S&P sieht Wendepunkt in der Euro-Krise
(handelsblatt.com) Die Ratingagentur Standard & Poor's (S&P) beurteilt die Euro-Zone optimistischer. „2013 könnte einen Wendepunkt in der europäischen Schuldenkrise darstellen“, sagte Moritz Kraemer, der bei S&P die Analyse europäischer Länder leitet. Mehr...

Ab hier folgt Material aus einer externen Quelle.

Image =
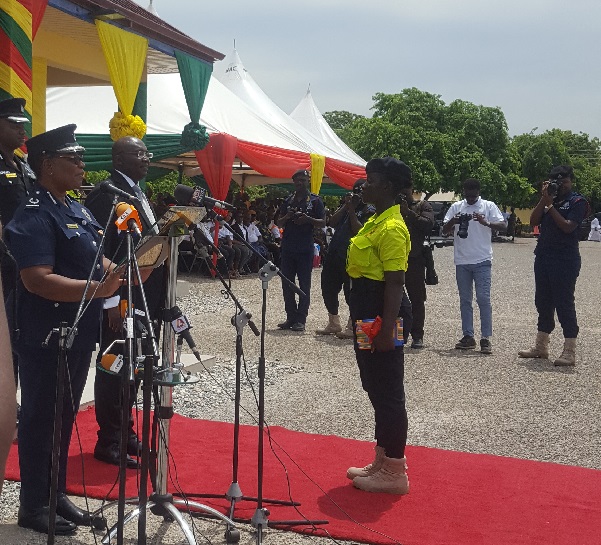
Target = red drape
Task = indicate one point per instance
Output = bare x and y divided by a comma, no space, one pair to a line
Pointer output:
272,162
216,161
343,174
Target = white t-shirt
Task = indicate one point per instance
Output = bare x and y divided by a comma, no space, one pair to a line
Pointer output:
477,247
252,232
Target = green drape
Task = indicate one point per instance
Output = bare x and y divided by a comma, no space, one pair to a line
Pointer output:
195,76
98,148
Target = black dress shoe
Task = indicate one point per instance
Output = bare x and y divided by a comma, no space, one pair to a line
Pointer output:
69,511
110,455
134,446
39,520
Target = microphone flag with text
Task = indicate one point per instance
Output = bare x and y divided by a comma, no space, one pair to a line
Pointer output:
197,196
128,218
181,326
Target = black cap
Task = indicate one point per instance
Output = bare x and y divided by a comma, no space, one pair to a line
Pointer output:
61,140
394,169
13,109
301,173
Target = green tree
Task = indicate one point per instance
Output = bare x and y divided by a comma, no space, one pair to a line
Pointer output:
443,144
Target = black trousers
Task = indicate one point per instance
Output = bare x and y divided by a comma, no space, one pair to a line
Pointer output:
382,373
333,279
415,283
38,369
297,265
555,280
107,387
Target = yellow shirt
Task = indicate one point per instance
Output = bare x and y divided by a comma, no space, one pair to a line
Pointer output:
382,245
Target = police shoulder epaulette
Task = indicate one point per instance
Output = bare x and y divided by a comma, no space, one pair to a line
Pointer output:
33,203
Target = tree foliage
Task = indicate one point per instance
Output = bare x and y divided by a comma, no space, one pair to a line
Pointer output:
442,143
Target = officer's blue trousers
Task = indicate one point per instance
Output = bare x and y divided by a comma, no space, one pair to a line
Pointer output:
37,370
555,278
297,265
382,373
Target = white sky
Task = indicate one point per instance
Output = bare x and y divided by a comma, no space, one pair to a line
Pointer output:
538,60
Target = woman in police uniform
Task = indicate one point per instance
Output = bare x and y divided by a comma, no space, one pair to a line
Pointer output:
376,262
54,241
559,213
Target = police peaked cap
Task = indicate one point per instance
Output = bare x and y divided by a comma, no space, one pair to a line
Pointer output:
61,140
13,109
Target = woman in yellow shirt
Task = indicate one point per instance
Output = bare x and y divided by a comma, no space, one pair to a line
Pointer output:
376,263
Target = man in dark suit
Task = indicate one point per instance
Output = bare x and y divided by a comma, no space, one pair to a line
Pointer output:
130,165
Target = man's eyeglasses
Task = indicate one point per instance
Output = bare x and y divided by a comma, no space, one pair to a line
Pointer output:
75,159
140,154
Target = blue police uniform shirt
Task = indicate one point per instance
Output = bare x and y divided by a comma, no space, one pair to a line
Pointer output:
299,238
343,233
572,207
66,238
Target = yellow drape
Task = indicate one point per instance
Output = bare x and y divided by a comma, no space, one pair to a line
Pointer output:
318,164
125,55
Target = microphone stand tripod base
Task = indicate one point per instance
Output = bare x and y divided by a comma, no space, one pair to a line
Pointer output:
164,505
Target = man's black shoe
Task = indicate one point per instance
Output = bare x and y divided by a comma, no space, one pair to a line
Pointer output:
485,346
134,446
39,520
467,343
69,511
110,455
417,343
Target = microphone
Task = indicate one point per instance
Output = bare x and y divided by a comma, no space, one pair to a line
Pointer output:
107,187
197,196
128,218
181,326
112,363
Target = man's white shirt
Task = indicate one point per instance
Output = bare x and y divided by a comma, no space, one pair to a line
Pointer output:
477,247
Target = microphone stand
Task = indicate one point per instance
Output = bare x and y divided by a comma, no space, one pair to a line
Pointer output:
234,493
159,502
66,336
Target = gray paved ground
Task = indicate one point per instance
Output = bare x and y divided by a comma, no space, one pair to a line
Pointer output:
494,404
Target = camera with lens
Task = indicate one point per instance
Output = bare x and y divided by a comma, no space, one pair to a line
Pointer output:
554,186
464,224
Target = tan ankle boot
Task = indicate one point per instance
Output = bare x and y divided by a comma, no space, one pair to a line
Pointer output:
540,348
568,356
332,327
348,332
391,478
353,472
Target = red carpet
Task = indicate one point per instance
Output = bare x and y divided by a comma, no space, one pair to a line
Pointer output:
456,498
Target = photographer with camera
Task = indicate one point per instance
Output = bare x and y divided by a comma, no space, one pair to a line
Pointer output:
557,263
299,214
472,220
347,220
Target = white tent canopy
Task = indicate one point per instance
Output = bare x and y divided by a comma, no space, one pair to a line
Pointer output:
239,81
308,115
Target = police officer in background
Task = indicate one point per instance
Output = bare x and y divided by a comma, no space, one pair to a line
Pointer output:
419,218
131,160
54,241
300,213
557,261
16,179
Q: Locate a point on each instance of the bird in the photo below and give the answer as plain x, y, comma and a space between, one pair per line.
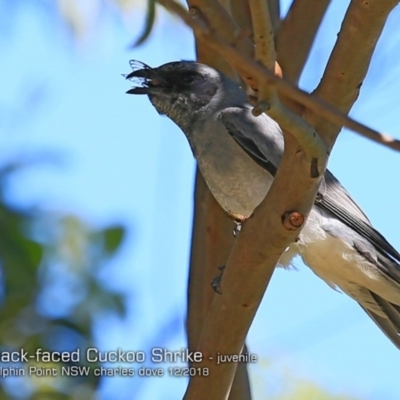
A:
238, 155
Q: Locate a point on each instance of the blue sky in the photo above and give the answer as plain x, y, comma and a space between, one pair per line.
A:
121, 161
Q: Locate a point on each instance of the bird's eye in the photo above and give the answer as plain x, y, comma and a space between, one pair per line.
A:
188, 78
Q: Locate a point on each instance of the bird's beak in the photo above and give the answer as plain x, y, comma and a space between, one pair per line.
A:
149, 79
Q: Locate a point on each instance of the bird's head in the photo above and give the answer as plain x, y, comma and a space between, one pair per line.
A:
179, 90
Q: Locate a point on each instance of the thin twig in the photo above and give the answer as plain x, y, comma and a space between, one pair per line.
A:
296, 35
250, 70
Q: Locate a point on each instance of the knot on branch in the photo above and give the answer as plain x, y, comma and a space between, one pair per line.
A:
293, 220
261, 107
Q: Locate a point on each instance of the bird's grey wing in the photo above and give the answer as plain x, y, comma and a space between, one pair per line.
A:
336, 201
261, 137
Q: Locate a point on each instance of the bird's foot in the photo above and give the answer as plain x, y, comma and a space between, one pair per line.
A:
216, 282
237, 229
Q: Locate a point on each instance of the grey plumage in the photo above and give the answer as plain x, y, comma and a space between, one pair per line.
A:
238, 155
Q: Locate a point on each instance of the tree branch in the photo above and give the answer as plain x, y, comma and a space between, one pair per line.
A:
252, 72
296, 35
346, 68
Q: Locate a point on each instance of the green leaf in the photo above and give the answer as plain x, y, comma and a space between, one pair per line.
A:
113, 237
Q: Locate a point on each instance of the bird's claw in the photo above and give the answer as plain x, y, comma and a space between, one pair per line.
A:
237, 229
216, 282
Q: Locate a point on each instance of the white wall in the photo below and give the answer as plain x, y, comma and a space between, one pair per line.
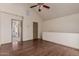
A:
22, 10
63, 30
63, 24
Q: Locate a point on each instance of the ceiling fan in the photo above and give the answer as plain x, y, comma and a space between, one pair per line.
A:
40, 5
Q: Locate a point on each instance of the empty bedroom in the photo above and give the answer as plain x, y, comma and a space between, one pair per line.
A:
39, 29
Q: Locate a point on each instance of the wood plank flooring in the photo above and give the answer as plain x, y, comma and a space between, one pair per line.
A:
37, 48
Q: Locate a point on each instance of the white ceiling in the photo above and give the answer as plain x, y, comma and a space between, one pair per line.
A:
57, 10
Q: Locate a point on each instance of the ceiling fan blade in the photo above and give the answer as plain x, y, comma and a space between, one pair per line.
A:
39, 10
33, 6
46, 6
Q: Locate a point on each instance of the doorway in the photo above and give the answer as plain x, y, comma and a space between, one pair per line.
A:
35, 30
16, 31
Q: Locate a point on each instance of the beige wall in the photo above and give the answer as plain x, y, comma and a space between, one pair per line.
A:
68, 24
63, 30
22, 10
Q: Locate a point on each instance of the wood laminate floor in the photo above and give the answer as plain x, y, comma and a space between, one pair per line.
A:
37, 48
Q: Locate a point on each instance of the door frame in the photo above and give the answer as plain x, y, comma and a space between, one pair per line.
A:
33, 30
21, 39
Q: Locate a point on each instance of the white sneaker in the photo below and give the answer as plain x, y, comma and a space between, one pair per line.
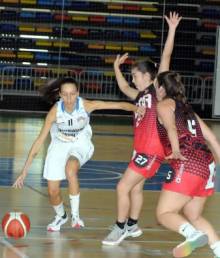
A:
198, 239
57, 223
77, 223
134, 231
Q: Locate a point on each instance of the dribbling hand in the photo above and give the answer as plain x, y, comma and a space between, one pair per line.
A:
19, 182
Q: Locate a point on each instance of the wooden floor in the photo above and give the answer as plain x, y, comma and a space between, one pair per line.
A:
98, 206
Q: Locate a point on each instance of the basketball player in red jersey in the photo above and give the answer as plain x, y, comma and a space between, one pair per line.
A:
148, 152
191, 178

Kommentar: Endlich, die erste Ratingagentur hat die Zeichen der Zeit erkannt und glaubt an eine Besserung der Krise in Europa. Irland wird als Vorbild gepriesen: "Die Flexibilität der Gesellschaft und der Märkte sei in Irland wahrscheinlich ausgeprägter als in anderen krisengeschüttelten Ländern der Euro-Zone." Wären da nicht die Banken. Wegen denen bleibt es bei dem negativen Ausblick. Hintergrund dieser Beschönigungen eines abgewirtschafteten Landes: Irland führt sechs Monate lang die EU. Gesponsert von namhaften Konzernen (hier). Vom Zustand Irlands auf den der übrigen Krisenländer zu schließen, das gelingt nur den europäischen Krisenpolitikern - und offensichtlich den Ratingagenturen. 

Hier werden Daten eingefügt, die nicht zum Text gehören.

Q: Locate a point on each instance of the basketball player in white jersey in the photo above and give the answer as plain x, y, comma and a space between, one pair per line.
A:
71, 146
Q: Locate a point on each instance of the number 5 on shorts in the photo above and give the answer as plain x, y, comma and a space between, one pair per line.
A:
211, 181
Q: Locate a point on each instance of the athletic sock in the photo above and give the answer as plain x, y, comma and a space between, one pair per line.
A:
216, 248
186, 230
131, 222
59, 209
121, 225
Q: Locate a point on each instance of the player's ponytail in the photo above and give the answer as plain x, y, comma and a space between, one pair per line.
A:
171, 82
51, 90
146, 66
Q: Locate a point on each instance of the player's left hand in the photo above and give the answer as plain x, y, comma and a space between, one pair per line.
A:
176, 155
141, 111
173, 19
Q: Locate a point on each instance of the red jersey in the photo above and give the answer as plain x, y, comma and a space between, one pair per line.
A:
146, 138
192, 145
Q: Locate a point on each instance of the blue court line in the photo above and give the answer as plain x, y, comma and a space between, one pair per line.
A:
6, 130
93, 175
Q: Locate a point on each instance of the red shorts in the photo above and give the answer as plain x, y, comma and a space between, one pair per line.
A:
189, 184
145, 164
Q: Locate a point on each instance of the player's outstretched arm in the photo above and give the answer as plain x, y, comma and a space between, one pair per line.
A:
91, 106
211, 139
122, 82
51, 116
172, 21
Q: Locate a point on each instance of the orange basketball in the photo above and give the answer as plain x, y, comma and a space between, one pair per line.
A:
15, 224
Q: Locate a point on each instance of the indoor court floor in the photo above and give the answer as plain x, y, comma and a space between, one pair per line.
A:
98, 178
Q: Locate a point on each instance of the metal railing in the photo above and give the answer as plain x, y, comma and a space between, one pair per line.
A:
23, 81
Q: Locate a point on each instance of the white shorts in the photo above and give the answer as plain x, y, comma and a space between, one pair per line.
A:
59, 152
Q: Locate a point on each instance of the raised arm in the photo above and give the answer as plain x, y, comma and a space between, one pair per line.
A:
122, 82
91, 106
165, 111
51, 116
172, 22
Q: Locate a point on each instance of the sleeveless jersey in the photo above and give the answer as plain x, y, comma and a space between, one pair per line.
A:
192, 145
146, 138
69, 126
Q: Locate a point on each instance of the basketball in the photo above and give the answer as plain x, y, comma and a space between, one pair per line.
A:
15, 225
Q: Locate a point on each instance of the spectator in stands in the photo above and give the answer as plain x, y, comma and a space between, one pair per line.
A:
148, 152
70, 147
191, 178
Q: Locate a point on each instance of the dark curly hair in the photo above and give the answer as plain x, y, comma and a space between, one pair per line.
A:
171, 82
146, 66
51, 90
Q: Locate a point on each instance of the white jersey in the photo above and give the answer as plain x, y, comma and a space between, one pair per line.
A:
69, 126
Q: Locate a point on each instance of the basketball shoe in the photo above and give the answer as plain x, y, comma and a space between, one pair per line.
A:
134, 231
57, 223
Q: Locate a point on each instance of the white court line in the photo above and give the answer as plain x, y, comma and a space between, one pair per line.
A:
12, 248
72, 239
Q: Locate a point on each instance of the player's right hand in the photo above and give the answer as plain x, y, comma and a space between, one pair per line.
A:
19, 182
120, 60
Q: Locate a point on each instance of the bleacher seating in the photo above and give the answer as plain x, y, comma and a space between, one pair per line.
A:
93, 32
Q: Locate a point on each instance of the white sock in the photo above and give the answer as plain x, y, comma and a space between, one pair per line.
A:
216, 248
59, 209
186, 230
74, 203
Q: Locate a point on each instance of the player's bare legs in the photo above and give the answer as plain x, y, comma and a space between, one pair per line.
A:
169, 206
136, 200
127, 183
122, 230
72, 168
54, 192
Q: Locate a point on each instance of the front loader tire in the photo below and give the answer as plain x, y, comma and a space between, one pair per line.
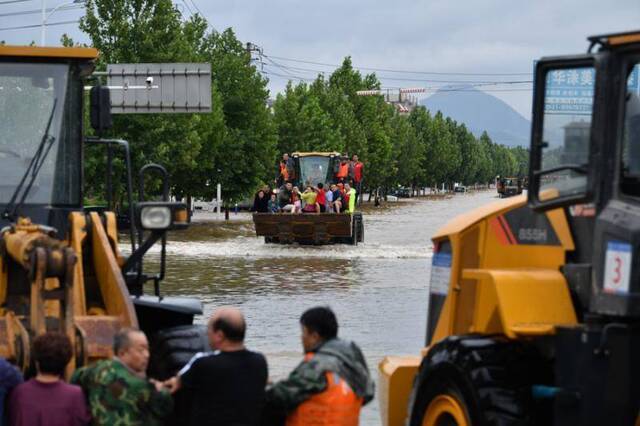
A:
171, 349
477, 381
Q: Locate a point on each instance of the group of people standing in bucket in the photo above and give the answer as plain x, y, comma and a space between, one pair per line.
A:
228, 386
337, 197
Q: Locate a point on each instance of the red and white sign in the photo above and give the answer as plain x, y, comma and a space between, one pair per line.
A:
617, 267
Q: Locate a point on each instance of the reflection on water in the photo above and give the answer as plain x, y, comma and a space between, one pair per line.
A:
377, 289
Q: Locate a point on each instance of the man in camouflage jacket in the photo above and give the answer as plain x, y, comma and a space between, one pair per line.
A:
117, 390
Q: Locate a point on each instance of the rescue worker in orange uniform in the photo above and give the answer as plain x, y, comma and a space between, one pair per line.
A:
343, 171
329, 386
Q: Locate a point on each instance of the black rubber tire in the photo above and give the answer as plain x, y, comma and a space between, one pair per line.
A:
492, 376
173, 347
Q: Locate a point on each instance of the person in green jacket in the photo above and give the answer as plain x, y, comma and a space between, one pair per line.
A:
351, 192
326, 352
118, 391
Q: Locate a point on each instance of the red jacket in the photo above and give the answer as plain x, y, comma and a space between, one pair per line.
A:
357, 171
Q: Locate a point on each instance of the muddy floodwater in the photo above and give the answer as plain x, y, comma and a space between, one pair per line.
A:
379, 289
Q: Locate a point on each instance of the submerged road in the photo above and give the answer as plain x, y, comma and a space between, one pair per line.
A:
379, 289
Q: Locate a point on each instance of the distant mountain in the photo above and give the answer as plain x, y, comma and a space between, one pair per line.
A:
480, 111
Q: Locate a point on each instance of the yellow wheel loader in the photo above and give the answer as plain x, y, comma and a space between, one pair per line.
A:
534, 303
61, 267
311, 168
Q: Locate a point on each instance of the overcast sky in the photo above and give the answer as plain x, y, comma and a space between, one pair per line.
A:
464, 37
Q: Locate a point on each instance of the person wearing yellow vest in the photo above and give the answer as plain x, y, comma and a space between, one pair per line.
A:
329, 386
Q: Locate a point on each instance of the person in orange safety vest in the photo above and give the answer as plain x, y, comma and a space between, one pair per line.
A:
329, 386
343, 171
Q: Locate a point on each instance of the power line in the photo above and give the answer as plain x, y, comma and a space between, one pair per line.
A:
13, 1
381, 77
399, 71
198, 9
22, 27
35, 11
187, 6
432, 89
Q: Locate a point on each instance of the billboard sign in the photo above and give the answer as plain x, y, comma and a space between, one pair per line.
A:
159, 88
570, 91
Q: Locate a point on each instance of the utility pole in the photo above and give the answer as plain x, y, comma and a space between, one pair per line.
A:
254, 48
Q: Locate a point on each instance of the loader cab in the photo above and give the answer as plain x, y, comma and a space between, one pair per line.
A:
585, 159
41, 92
315, 167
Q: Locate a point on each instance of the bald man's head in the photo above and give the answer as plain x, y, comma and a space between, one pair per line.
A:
230, 322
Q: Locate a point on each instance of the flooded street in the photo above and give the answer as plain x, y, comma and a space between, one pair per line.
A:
377, 289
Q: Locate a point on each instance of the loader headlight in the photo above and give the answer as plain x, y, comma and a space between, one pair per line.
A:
155, 217
161, 215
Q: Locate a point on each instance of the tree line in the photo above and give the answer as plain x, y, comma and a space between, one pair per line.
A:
239, 142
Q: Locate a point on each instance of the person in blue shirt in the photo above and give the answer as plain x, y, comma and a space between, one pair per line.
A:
10, 377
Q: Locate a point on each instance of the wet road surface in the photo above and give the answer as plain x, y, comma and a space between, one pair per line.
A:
379, 289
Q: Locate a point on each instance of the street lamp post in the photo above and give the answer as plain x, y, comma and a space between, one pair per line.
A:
45, 17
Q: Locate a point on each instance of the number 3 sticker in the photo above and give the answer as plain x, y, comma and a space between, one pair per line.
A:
617, 267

Barroso: EU ist nicht schuld
(deutsche-wirtschafts-nachrichten.de) "Ich weiß, viele Teile unserer Gesellschaften führen die derzeitigen Schwierigkeiten auf die Europäische Union zurück, aber das ist nicht fair“, sagte Barroso am Donnerstag auf einer gemeinsamen Pressekonferenz mit dem irischen Premier Kenny angesichts der beginnenden EU-Ratspräsidentschaft Irlands. Die Vorwürfe gegenüber der EU seien nicht gerechtfertigt, "weil nicht die Europäische Union die Probleme geschaffen hat“, fuhr Barroso fort. Der „Mythos“, die Union würde die strenge Politik vorschreiben, „ist nicht wahr“. Mehr...

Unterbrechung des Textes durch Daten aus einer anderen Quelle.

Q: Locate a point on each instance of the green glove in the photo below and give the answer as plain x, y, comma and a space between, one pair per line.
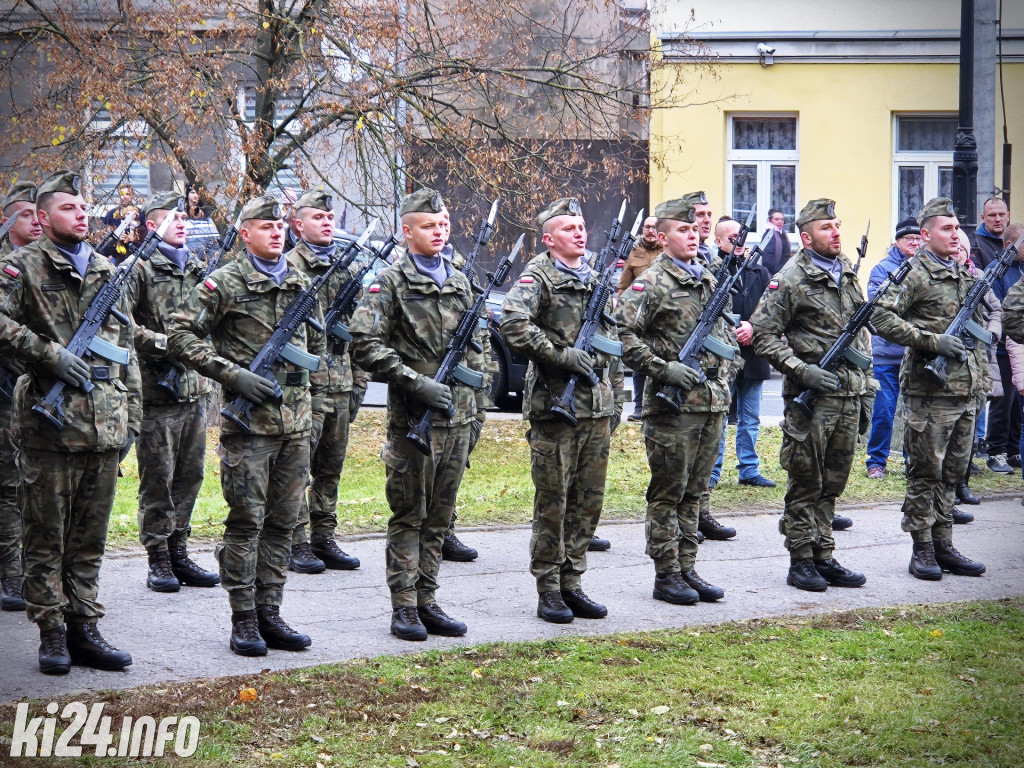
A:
818, 379
680, 375
251, 386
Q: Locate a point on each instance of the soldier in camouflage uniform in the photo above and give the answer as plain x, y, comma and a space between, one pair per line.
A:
68, 475
20, 201
940, 420
541, 318
656, 315
171, 449
399, 332
263, 470
800, 316
312, 219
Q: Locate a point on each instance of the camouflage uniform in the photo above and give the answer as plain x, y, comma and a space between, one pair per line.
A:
171, 449
655, 316
399, 332
804, 304
68, 476
939, 431
263, 472
542, 315
320, 510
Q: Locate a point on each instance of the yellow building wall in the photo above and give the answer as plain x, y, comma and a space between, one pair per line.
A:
845, 133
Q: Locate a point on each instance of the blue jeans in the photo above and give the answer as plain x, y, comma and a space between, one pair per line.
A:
884, 414
748, 395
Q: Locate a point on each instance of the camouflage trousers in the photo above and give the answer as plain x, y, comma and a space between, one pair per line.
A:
421, 491
938, 436
263, 478
10, 513
681, 452
320, 506
171, 451
568, 466
817, 453
67, 500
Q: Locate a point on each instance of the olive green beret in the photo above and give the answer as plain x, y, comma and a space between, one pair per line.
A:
163, 202
422, 201
19, 192
66, 181
263, 207
561, 207
936, 207
816, 210
316, 199
694, 199
679, 210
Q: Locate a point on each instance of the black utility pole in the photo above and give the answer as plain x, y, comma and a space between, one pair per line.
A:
966, 147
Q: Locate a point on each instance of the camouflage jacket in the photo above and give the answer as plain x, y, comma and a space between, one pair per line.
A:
339, 363
804, 304
542, 315
42, 300
154, 292
400, 331
656, 315
238, 307
916, 312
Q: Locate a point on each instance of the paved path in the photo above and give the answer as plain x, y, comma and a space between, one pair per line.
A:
184, 635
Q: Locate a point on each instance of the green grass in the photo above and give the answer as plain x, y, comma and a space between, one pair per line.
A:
904, 687
497, 488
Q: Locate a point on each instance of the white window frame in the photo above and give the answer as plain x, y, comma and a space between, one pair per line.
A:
764, 160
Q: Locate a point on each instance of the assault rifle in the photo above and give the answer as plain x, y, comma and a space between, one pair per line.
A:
85, 343
700, 338
842, 348
343, 302
588, 339
862, 248
963, 325
279, 346
452, 369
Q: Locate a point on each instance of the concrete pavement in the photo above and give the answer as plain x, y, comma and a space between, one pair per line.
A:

Kommentar: Barroso läßt es richtig krachen: Erst erklärt er die Krise für beendet, jetzt wäscht er auch noch die Hände der EU in Unschuld. Ganz offensichtlich hält der Mann die Bürger in Europa für Idioten. Wie schlimm ist es um Europa tatsächlich bestellt, wenn der Präsident der Europäischen Kommission öffentlich so einen Schwachsinn absondert? Was wird den Bürgern noch alles zugemutet, bis dieses Drama "Euro-Krise" seinen letzten Akt erreicht? Zu viel, da sind wir uns sicher.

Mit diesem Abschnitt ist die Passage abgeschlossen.